Strona:Iwan Turgieniew-Pierwsza miłość.djvu/44

Z Wikiźródeł, wolnej biblioteki
Ta strona została uwierzytelniona.

— Tak, tak, — powtarzał Łuszyn: kaprys i samowola, dwa słowa, które wszystko tłómaczą, cała pani natura mieści się w tych słowach:
Zeneida zaśmiała się nerwowo.
— Spóźniłeś się, kochany doktorze, — odezwała się nakoniec. — Zły z ciebie obserwator, potrzebujesz okularów, inaczéj zostaniesz w tyle! Kaprys!
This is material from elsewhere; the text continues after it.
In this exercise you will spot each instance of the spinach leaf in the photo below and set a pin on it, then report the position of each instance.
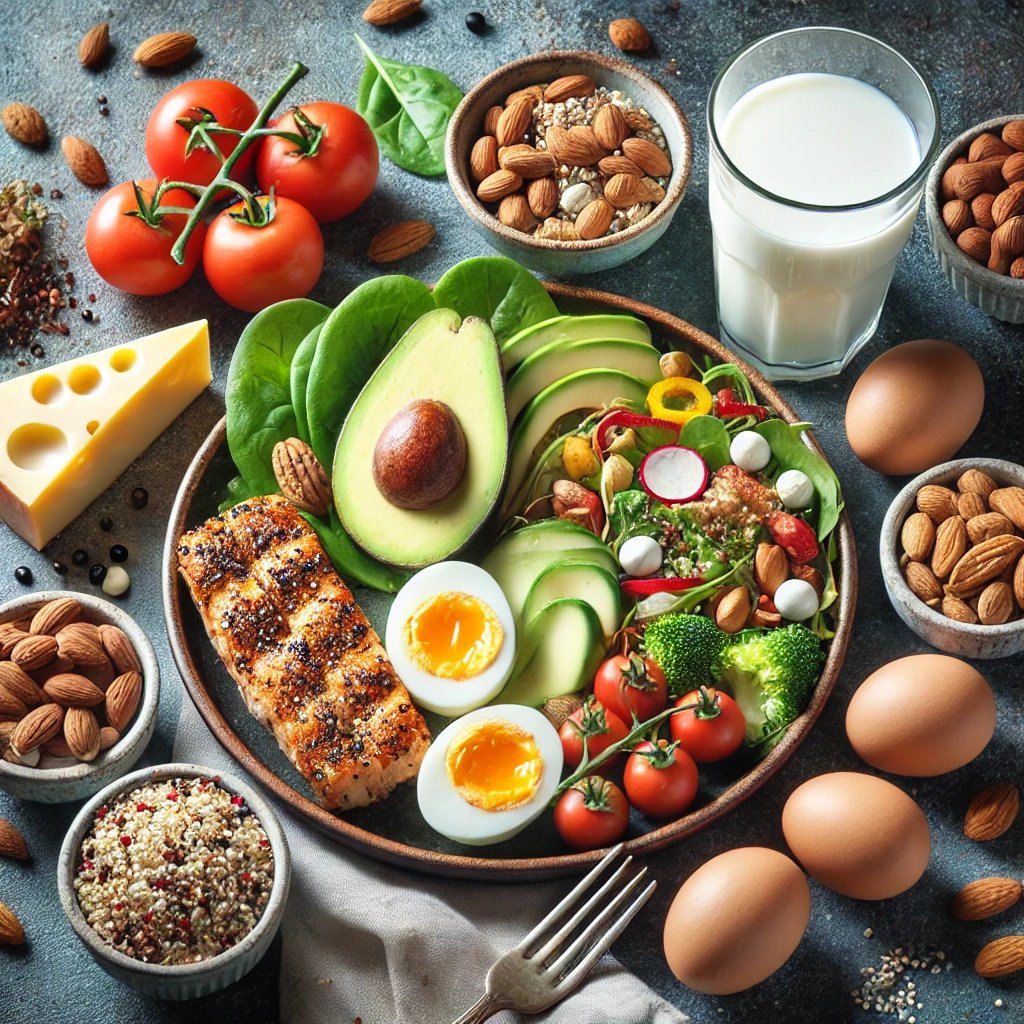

I pan możesz mię teraz o kaprys posądzać? Bałamucić was i siebie... prawda, jak wesoło! A co do samowoli... ms. Waldemar! — zawołała nagle i gniewnie tupnęła nóżką, — proszę mi tu nie robić pogrzebowéj miny. Nienawidzę litości!
Wyszła szybko z pokoju, zostawiając nas samych.
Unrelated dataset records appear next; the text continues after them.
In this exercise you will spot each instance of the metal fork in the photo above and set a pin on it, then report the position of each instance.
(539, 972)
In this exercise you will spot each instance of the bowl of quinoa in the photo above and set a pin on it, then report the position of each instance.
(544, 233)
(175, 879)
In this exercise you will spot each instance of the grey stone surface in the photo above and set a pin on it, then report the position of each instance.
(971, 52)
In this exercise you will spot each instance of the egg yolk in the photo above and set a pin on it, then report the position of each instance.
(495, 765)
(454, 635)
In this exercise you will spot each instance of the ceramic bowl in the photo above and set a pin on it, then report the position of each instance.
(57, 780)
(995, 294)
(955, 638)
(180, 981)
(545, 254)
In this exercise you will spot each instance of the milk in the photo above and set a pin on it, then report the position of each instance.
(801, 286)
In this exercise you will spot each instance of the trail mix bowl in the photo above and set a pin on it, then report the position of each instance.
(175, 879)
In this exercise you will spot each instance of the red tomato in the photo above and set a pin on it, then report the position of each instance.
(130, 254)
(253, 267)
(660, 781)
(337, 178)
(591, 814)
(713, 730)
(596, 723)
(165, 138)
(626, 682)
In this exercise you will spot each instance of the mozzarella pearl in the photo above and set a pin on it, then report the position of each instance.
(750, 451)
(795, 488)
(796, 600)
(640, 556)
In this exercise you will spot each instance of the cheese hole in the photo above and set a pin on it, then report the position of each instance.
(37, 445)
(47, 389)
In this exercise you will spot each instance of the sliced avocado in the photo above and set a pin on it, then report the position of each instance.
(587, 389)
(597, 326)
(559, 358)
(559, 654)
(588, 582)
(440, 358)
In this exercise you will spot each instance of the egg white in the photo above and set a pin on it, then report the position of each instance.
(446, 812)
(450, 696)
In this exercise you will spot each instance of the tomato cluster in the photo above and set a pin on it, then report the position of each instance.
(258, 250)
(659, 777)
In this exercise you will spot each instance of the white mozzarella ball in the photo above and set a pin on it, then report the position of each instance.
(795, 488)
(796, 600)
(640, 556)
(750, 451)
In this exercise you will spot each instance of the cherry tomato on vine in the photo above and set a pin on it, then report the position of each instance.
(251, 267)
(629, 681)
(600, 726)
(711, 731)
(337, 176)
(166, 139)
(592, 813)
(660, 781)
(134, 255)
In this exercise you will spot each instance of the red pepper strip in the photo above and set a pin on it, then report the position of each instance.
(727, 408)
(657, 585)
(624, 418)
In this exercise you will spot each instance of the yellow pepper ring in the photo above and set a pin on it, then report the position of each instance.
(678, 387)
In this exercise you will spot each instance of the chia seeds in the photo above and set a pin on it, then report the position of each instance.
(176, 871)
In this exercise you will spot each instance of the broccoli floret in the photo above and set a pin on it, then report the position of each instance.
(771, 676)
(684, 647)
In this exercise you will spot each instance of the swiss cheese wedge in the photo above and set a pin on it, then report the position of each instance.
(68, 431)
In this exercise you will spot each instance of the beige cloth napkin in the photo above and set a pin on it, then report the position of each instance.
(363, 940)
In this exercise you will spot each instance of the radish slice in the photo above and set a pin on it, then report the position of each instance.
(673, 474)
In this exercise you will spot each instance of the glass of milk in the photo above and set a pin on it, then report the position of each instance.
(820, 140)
— Niezdrowa, niezdrowa atmosfera, młodzieńcze, — powtórzył Łuszyn, chmurno patrząc na mnie.




ROZDZIAŁ XI.

Tego samego dnia wieczorem u Zasiekinych zebrali się zwykli goście; byłem i ja między nimi.
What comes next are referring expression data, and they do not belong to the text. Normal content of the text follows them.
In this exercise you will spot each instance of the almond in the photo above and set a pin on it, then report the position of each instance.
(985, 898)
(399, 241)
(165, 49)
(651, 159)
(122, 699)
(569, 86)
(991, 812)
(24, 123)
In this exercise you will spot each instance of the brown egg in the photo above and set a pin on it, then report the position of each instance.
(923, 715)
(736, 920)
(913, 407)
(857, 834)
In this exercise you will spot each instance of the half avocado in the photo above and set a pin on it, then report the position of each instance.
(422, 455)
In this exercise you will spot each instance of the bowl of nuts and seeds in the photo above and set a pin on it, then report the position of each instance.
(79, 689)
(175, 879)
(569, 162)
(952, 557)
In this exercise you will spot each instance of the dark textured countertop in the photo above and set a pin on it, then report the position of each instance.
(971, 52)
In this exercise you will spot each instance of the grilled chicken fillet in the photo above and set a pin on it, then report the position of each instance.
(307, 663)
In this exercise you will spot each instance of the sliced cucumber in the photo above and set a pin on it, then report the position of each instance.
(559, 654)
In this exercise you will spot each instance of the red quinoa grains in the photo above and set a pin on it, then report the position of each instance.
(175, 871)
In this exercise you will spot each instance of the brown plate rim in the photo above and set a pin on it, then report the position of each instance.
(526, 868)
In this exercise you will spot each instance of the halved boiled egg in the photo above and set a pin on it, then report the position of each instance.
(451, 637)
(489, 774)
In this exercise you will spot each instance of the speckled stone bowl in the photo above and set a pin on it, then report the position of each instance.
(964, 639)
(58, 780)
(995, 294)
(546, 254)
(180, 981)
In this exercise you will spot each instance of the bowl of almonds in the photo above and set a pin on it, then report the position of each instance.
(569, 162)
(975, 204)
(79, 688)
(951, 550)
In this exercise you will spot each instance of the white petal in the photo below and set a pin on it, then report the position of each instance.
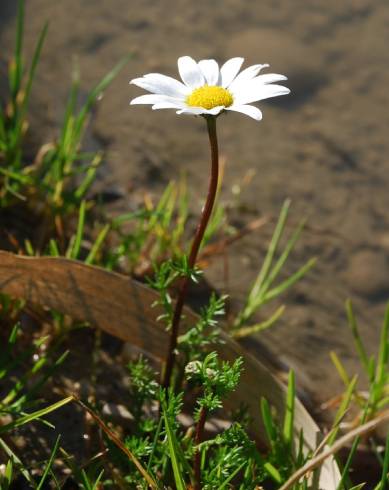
(252, 92)
(247, 74)
(196, 111)
(229, 70)
(210, 70)
(161, 84)
(270, 78)
(215, 110)
(190, 72)
(150, 99)
(249, 110)
(169, 105)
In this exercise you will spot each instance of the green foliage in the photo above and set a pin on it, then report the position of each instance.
(158, 447)
(263, 290)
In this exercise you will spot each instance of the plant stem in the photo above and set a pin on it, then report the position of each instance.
(197, 454)
(205, 215)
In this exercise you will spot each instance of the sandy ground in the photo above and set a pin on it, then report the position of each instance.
(325, 146)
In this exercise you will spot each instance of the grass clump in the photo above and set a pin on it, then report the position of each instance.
(174, 431)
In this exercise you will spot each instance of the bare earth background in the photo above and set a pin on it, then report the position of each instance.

Rozmawiano o utworze Majdanowa, Zeneida chwaliła go szczerze.
— Ale wiesz pan co, — rzekła, — gdybym była poetką, innebym wybierała przedmioty. Może to głupstwo, ale nieraz przychodzą mi dziwne myśli, nad ranem zwłaszcza, kiedy nie śpię i patrzę na niebo, które staje się różowém. Naprzykład, ale nie będziecie śmieli się ze mnie?
— Nie, nie! — zawołali wszyscy jednogłośnie.
Skrzyżowała ręce na piersiach i wzrok utkwiła w przestrzeni. Zdawało się, że coś widzi.